0
votes

OK, I've tried everything before coming here to ask, but this is driving me crazy.

I'm creating a simple language for querying documents in a custom NoSQL database. A sample query looks like this:

VALUE("price: " SUM($price) " Average: " AVG($price)).MATCH($price > 5 OR $price < 100 OR $cost > 30)

It is something in the middle between SQL and MONGODB's aggregation queries (the parameter in VALUE concatenates the strings and the aggregations, in match there is a boolean match).

The problem is, when I parse this, I'm getting a line 1:69 extraneous input ' ' expecting COMPARATOR followed by a line 1:69 no viable alternative at input ' '. This is the same for rows 80-82 and 95-97.

As you can see, the problem is surrounding the comparators ('<', '>', etc). I've been looking my grammar for conflicts or ambiguities without any luck (admittedly, I just got into ANTLR very recently).

Here's my grammar:

// Define a grammar called Capsa
grammar Capsa;

eval : VARIABLE | function;

function : functionValue;

functionValue : 'VALUE(' (STRING ' ')* functionNumber (' '(STRING|functionNumber))* ')' (match)?;

match : '.MATCH(' booleanexpression ')';

functionNumber: FUNCTIONNUMBERTYPE'(' value ')';
FUNCTIONNUMBERTYPE: 'SUM'|'AVG'|'MAX'|'MIN'|'FIRST'|'LAST' ;

value
  : VARIABLE          #Var
  | REALNUMBER        #Literal
  | STRING            #Literal
  | calcexpression    #Calc
  | booleanValue      #Literal;

/*
** Boolean stuff
*/
AND : '&&' | ' AND ';
OR : '||' | ' OR ';
NOT : '!' | ' NOT ';

booleanexpression : '(' booleanexpression ')'   #BooleanParentExpression
  | booleanexpression AND booleanexpression     #AndExpression
  | booleanexpression OR booleanexpression      #OrExpression
  | NOT booleanexpression                       #NotExpression
  | (value COMPARATOR value)                    #Comparison
  | booleanValue                                #ComparisonLogic;

booleanValue
  : 'true'
  | 'false';
/*
** Comparators
*/
fragment GT : '>';
fragment GTE : '>=';
fragment LT : '<';
fragment LTE : '<=';
fragment EQ : '=';
fragment EX : ':' | '==';
COMPARATOR : GT | GTE | LT | LTE | EQ | EX;
/*
** End Comparators
*/

/*
** End Boolean stuff
*/

/*
** Calc
*/
calcexpression
  : '(' calcexpression ')'                    #CalcParentExpression
  | calcexpression ('*'|'/') calcexpression   #MultOrDiv
  | calcexpression ('+'|'-') calcexpression   #AddOrSub
  | VARIABLE                                  #CalcID
  | REALNUMBER                                #CalcNumber;

/*
** End Calc
*/

fragment ID : [a-zA-Z_][a-zA-Z0-9_]+ ;
VARIABLE : '$'ID;
STRING : '"' (ESC | ~["\\])* '"' ;
fragment CONSTANT : STRING | REALNUMBER;

fragment ESC : '\\' (["\\/bfnrt] | UNICODE) ;
fragment UNICODE : 'u' HEX HEX HEX HEX ;
fragment HEX : [0-9a-fA-F] ;
fragment INT : [0-9]+ ; // no leading zeros
fragment EXP : [Ee] [+\-]? INT ; // \- since - means "range" inside [...]

REALNUMBER
: '-'? INT '.' INT EXP? // 1.35, 1.35E-9, 0.3, -4.5
| '-'? INT EXP // 1e10 -3e4
| '-'? INT // -3, 45
;

WS : [ \t\r\n]+ -> skip ; // skip spaces, tabs, newlines

The only solution I've found so far is to change the line that says:

  | (value COMPARATOR value)                    #Comparison

for:

  | (value ' '* COMPARATOR ' '* value)                    #Comparison

But looks more like a hack than a solution for me...

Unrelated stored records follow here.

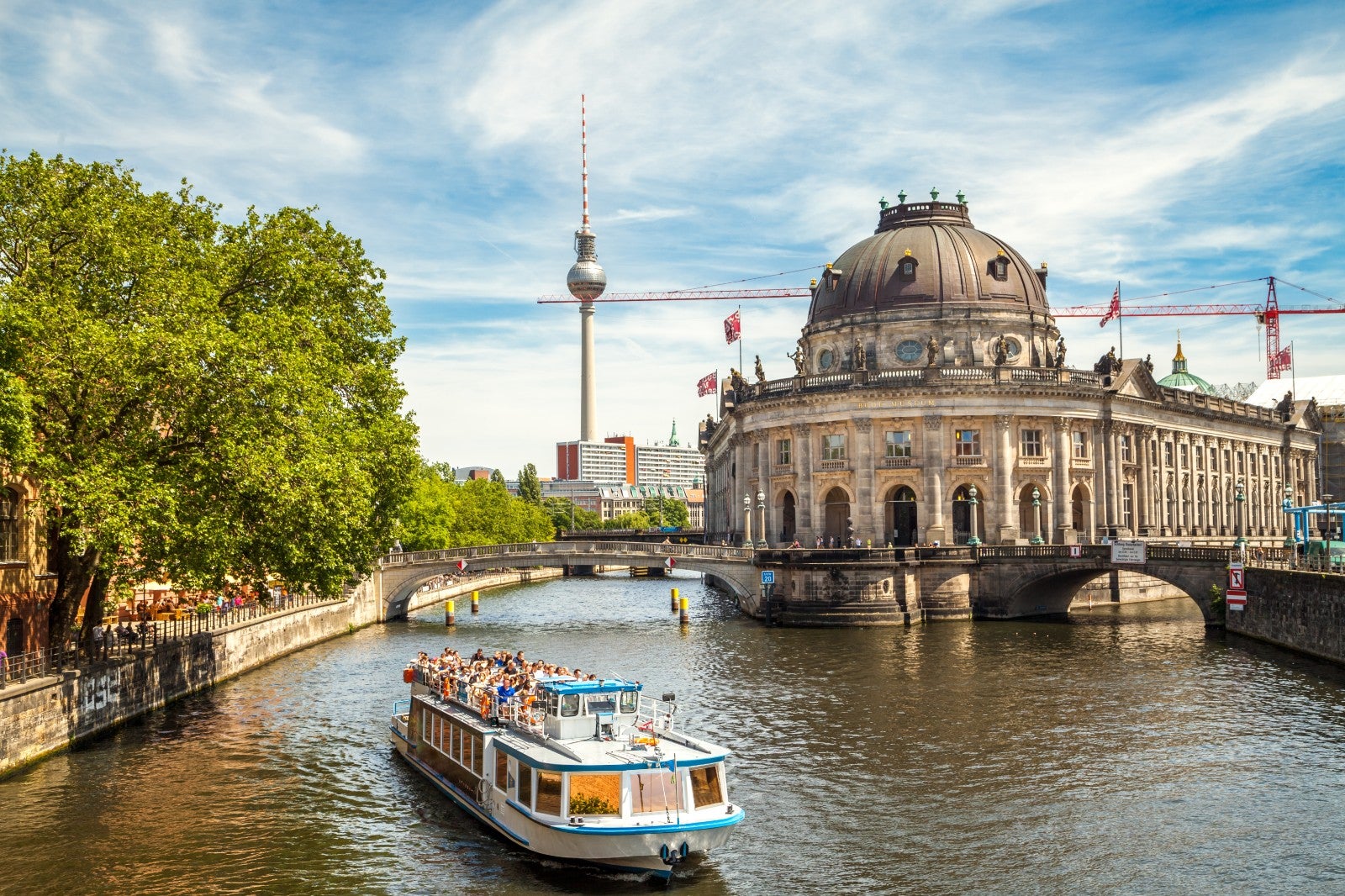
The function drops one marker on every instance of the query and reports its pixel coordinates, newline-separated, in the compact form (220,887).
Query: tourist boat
(587,771)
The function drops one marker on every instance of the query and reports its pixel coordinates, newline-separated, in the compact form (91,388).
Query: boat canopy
(604,687)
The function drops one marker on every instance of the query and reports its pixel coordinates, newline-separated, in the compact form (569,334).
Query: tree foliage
(529,486)
(206,403)
(568,515)
(441,513)
(672,512)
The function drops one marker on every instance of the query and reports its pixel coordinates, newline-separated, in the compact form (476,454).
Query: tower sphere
(587,279)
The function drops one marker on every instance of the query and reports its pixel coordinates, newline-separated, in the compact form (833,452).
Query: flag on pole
(732,329)
(1113,309)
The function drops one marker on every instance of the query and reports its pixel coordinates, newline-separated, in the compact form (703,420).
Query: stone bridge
(844,587)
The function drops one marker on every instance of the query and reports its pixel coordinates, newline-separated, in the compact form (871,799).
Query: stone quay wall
(49,714)
(1301,611)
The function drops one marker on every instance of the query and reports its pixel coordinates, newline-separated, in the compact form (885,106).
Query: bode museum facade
(932,401)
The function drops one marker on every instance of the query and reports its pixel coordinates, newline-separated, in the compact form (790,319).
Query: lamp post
(972,494)
(746,521)
(1290,535)
(1241,542)
(1036,514)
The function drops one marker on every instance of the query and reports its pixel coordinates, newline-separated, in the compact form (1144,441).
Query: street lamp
(1036,514)
(1241,542)
(972,494)
(746,521)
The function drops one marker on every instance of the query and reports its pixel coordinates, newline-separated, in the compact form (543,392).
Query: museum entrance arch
(837,512)
(901,521)
(789,515)
(1080,509)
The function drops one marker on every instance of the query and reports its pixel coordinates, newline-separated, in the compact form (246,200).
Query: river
(1121,751)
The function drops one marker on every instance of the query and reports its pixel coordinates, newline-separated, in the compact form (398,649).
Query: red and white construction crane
(1277,358)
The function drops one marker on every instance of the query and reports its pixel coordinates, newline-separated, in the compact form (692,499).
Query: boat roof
(589,687)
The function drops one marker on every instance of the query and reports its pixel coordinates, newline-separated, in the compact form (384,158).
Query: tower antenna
(585,282)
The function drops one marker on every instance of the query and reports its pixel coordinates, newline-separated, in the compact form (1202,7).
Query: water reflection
(1116,750)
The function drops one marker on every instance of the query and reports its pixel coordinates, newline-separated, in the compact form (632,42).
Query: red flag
(732,329)
(1114,308)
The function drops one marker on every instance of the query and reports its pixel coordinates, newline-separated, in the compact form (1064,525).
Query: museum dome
(1184,378)
(926,256)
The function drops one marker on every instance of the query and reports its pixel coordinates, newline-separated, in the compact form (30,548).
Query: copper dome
(927,253)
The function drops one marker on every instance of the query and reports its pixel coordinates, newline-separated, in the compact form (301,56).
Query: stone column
(932,458)
(1004,479)
(802,435)
(1060,483)
(1145,481)
(862,509)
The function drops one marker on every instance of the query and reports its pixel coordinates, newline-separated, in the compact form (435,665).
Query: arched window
(8,525)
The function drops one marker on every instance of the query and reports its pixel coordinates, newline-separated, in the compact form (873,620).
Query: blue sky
(1163,145)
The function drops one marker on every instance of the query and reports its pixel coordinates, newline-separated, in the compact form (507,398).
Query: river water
(1122,750)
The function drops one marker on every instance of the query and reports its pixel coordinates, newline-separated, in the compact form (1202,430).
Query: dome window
(907,266)
(999,266)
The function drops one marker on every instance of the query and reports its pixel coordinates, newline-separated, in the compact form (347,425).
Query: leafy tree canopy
(201,401)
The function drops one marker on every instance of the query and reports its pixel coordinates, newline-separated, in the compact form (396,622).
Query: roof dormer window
(907,266)
(999,266)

What am I missing? I'm pretty sure it will be something quite dumb... but I've spent the whole day on this without luck...

Bonus track:

(this one is not as important) I'm also trying to allow calc expressions in the boolean queries (like 5+3 > 6 or $variable+10 < 100), but in this case, breaks completely expecting a comparator ('>', '<', ...), when the operator ('+', '-', ...) is present.

1

1 Answers

1
votes

You are omitting whitespace, so why do you match ' ' in your grammar rule functionValue?

Remove this parts and you get a complete working grammar (on your given example) including the correct parsing of the calculation expression.

The rule is now:

functionValue : 'VALUE(' (STRING)* functionNumber ((STRING|functionNumber))* ')' (match)?;

Have fun with ANTLR4, it is a very nice tool.

PS: Think about splitting your parser grammar and lexer grammar, it will give you two files which are better to read.

Their headers will be

CapsaParser.g4

parser grammar CapsaParser;
options { tokenVocab = CapsaLexer; }

CapsaLexer.g4

lexer grammar CapsaLexer;